Files
gh-policyengine-policyengin…/skills/policyengine-code-style-skill/SKILL.md
2025-11-30 08:47:54 +08:00

11 KiB

name, description
name description
policyengine-code-style PolicyEngine code writing style guide - formula optimization, direct returns, eliminating unnecessary variables

PolicyEngine Code Writing Style Guide

Essential patterns for writing clean, efficient PolicyEngine formulas.

Core Principles

  1. Eliminate unnecessary intermediate variables
  2. Use direct parameter/variable access
  3. Return directly when possible
  4. Combine boolean logic
  5. Use correct period access (period vs period.this_year)
  6. NO hardcoded values - use parameters or constants

Pattern 1: Direct Parameter Access

Bad - Unnecessary intermediate variable

def formula(spm_unit, period, parameters):
    countable = spm_unit("tn_tanf_countable_resources", period)
    p = parameters(period).gov.states.tn.dhs.tanf.resource_limit
    resource_limit = p.amount  # ❌ Unnecessary
    return countable <= resource_limit

Good - Direct access

def formula(spm_unit, period, parameters):
    countable = spm_unit("tn_tanf_countable_resources", period)
    p = parameters(period).gov.states.tn.dhs.tanf.resource_limit
    return countable <= p.amount

Pattern 2: Direct Return

Bad - Unnecessary result variable

def formula(spm_unit, period, parameters):
    assets = spm_unit("spm_unit_assets", period.this_year)
    p = parameters(period).gov.states.tn.dhs.tanf.resource_limit
    vehicle_exemption = p.vehicle_exemption  # ❌ Unnecessary
    countable = max_(assets - vehicle_exemption, 0)  # ❌ Unnecessary
    return countable

Good - Direct return

def formula(spm_unit, period, parameters):
    assets = spm_unit("spm_unit_assets", period.this_year)
    p = parameters(period).gov.states.tn.dhs.tanf.resource_limit
    return max_(assets - p.vehicle_exemption, 0)

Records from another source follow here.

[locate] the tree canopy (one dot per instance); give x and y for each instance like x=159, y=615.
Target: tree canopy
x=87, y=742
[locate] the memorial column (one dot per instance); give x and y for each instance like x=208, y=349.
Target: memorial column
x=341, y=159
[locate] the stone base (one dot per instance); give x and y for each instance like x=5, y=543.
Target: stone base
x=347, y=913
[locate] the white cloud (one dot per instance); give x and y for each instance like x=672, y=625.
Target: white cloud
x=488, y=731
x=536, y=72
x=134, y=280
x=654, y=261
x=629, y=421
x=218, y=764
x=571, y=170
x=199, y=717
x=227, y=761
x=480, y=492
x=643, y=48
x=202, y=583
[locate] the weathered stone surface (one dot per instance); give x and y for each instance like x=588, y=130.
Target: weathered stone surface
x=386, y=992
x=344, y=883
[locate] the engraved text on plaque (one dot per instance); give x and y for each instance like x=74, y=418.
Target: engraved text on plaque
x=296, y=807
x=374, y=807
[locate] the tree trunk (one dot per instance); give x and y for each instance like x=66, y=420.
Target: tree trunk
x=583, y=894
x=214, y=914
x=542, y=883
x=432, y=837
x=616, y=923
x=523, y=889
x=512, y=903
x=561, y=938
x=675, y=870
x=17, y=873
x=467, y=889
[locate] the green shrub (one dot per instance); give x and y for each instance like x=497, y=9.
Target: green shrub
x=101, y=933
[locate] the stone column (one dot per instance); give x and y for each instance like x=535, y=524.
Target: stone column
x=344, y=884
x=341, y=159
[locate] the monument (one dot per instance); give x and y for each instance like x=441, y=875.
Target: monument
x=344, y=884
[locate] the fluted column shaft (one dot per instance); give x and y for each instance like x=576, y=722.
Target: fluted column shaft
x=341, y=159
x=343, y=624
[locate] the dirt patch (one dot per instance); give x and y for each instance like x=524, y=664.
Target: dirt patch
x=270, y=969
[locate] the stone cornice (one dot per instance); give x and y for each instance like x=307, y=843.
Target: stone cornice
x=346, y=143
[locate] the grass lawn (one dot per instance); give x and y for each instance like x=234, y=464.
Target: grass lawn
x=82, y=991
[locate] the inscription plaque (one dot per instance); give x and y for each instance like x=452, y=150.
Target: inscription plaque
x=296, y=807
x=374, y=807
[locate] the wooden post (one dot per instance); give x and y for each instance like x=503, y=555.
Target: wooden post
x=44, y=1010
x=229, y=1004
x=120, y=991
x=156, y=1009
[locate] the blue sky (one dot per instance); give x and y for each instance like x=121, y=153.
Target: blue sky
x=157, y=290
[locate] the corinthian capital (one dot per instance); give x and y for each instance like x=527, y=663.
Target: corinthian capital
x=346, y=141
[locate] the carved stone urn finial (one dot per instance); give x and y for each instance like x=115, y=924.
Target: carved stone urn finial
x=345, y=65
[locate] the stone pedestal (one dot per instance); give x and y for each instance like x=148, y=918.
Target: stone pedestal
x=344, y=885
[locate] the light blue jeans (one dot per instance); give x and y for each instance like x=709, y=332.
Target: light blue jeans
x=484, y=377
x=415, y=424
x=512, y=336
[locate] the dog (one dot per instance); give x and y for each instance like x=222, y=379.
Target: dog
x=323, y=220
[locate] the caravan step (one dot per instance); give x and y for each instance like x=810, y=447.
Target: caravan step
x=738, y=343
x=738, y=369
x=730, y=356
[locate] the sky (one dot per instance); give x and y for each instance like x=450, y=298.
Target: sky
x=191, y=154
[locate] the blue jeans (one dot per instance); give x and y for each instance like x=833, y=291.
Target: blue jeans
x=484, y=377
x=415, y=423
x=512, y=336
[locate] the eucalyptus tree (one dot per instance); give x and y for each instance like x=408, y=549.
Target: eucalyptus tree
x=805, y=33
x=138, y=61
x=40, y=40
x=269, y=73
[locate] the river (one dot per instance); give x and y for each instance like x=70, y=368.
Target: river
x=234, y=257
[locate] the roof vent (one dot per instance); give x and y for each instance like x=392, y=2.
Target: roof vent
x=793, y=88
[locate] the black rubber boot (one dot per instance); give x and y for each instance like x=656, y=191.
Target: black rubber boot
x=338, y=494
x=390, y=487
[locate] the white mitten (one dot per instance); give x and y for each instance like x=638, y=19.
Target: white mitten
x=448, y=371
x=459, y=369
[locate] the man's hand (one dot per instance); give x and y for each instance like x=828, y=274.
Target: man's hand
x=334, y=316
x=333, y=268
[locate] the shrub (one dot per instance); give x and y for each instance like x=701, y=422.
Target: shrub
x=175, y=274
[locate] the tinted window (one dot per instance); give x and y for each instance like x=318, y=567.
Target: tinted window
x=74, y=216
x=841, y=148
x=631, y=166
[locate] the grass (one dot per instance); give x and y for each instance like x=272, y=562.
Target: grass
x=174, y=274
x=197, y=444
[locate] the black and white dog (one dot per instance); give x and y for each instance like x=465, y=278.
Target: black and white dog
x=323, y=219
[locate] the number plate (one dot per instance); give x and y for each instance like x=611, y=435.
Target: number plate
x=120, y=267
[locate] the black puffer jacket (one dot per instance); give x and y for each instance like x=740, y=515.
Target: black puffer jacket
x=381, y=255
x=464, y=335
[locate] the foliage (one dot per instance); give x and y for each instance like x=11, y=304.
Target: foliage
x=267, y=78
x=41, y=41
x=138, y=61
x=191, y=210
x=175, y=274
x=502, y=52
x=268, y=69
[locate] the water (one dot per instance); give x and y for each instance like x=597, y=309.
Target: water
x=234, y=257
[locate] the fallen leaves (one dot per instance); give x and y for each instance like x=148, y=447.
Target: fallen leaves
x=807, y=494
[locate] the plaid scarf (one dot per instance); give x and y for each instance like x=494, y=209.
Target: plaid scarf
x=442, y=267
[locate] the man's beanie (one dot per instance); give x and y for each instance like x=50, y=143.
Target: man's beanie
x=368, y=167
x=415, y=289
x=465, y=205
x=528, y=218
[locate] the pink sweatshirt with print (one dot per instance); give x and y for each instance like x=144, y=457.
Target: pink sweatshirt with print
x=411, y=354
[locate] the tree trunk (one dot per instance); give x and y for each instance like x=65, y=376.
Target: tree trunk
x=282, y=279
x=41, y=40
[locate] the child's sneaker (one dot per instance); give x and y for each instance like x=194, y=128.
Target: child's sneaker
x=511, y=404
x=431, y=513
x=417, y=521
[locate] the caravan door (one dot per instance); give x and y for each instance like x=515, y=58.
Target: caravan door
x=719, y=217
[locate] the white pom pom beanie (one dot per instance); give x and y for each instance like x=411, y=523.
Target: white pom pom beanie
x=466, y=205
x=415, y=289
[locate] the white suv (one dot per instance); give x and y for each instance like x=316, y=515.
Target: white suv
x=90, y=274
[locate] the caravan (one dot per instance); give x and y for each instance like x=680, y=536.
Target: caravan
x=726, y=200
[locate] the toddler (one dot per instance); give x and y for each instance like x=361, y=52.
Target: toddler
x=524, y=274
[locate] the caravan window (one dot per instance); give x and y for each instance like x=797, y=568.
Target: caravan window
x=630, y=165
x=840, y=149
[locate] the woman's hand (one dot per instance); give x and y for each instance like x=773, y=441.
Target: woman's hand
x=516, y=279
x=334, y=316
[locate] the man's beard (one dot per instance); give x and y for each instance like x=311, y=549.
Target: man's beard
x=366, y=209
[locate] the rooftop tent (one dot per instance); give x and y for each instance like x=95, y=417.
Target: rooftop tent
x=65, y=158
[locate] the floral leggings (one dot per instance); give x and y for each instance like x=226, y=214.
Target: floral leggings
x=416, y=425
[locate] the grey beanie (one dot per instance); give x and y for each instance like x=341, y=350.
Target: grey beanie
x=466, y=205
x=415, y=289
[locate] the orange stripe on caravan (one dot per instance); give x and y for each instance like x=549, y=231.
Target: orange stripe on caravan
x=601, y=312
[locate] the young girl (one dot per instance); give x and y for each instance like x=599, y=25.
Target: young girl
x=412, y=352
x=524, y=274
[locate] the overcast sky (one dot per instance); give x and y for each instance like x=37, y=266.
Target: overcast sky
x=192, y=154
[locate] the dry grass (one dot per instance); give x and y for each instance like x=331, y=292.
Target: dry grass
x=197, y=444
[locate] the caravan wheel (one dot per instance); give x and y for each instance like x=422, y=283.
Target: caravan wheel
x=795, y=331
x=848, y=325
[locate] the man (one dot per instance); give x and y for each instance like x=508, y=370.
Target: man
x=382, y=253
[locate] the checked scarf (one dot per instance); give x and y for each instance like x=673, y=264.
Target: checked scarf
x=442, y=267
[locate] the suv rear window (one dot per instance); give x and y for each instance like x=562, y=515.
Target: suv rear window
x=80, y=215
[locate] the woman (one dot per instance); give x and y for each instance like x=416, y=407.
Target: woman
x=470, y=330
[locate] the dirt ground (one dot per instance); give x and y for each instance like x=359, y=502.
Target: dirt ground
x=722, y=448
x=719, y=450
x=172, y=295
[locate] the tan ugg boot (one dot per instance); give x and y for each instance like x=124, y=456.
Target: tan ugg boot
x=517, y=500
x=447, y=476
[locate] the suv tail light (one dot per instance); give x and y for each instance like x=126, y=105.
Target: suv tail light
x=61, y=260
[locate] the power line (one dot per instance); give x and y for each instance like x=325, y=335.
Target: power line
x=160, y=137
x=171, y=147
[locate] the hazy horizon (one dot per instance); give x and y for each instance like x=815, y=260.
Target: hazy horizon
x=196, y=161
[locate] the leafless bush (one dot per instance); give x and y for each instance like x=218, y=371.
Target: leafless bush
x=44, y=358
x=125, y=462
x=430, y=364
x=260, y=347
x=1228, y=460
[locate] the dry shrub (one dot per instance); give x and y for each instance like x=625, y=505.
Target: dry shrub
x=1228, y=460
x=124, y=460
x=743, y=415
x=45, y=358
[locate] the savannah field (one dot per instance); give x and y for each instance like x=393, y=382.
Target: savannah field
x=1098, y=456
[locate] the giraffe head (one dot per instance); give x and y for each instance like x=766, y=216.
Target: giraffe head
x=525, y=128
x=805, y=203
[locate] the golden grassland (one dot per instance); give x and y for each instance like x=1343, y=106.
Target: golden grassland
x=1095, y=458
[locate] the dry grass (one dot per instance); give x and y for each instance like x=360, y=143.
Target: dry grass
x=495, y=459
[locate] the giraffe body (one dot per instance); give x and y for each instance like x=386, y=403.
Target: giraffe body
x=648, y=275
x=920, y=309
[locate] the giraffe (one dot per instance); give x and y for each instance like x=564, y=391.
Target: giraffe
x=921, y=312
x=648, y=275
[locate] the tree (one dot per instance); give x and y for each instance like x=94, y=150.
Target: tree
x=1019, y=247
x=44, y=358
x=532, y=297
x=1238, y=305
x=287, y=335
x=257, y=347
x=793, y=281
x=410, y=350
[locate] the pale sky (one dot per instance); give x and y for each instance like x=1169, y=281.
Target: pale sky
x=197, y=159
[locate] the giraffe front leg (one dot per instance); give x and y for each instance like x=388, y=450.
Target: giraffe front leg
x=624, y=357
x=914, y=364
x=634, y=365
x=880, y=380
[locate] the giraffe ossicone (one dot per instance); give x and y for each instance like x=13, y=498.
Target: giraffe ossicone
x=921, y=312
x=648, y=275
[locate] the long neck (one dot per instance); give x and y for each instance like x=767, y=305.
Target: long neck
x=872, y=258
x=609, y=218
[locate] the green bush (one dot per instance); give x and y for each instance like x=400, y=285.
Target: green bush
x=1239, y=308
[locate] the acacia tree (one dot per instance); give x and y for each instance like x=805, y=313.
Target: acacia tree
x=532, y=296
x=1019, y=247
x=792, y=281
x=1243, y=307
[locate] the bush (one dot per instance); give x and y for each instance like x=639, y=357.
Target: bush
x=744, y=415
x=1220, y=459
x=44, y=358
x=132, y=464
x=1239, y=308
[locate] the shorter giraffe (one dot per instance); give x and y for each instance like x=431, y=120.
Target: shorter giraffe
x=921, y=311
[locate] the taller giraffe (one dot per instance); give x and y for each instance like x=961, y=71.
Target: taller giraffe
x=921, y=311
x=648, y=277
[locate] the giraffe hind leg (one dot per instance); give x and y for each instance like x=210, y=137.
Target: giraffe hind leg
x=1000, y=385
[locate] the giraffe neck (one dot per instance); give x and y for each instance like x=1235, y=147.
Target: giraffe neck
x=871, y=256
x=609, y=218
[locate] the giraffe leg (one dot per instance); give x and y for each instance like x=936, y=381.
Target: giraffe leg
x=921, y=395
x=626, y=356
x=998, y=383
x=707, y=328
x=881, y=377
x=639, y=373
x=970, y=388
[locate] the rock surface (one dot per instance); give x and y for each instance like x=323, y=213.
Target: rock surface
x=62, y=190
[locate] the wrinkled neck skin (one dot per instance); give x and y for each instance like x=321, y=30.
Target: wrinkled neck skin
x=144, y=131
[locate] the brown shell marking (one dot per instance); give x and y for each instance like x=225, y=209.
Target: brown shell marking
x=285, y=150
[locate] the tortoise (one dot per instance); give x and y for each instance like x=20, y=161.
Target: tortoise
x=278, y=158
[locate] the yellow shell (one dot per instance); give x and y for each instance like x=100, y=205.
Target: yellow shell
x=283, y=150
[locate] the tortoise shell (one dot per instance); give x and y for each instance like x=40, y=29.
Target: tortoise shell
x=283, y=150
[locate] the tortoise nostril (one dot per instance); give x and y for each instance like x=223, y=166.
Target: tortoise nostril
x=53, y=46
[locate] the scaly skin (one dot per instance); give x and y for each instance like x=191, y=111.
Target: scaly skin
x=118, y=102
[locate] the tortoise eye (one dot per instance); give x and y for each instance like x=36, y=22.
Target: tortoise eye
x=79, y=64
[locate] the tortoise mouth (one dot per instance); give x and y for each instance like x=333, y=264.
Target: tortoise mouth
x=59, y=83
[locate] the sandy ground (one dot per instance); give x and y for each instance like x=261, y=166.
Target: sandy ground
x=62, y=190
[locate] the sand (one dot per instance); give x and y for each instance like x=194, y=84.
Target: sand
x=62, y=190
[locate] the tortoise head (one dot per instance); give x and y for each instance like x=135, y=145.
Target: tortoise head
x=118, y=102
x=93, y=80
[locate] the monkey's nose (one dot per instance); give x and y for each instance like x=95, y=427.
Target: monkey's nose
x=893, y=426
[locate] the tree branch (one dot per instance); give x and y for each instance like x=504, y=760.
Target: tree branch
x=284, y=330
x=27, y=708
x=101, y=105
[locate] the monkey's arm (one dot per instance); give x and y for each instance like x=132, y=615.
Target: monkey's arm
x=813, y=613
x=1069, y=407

Pattern 3: Combined Boolean Logic

Bad - Too many intermediate booleans

def formula(spm_unit, period, parameters):
    person = spm_unit.members
    age = person("age", period.this_year)
    is_disabled = person("is_disabled", period.this_year)

    caretaker_is_60_or_older = spm_unit.any(age >= 60)  # ❌ Unnecessary
    caretaker_is_disabled = spm_unit.any(is_disabled)   # ❌ Unnecessary
    eligible = caretaker_is_60_or_older | caretaker_is_disabled  # ❌ Unnecessary

    return eligible

Good - Combined logic

def formula(spm_unit, period, parameters):
    person = spm_unit.members
    age = person("age", period.this_year)
    is_disabled = person("is_disabled", period.this_year)

    return spm_unit.any((age >= 60) | is_disabled)

Pattern 4: Period Access - period vs period.this_year

Bad - Wrong period access

def formula(person, period, parameters):
    # MONTH formula accessing YEAR variables
    age = person("age", period)  # ❌ Gives age/12 = 2.5 "monthly age"
    assets = person("assets", period)  # ❌ Gives assets/12
    monthly_income = person("employment_income", period.this_year) / MONTHS_IN_YEAR  # ❌ Redundant

    return (age >= 18) & (assets < 10000) & (monthly_income < 2000)

Good - Correct period access

def formula(person, period, parameters):
    # MONTH formula accessing YEAR variables
    age = person("age", period.this_year)  # ✅ Gets actual age (30)
    assets = person("assets", period.this_year)  # ✅ Gets actual assets ($10,000)
    monthly_income = person("employment_income", period)  # ✅ Auto-converts to monthly

    p = parameters(period).gov.program.eligibility
    return (age >= p.age_min) & (age <= p.age_max) &
           (assets < p.asset_limit) & (monthly_income < p.income_threshold)

Rule:

  • Income/flows → Use period (want monthly from annual)
  • Age/assets/counts/booleans → Use period.this_year (don't divide by 12)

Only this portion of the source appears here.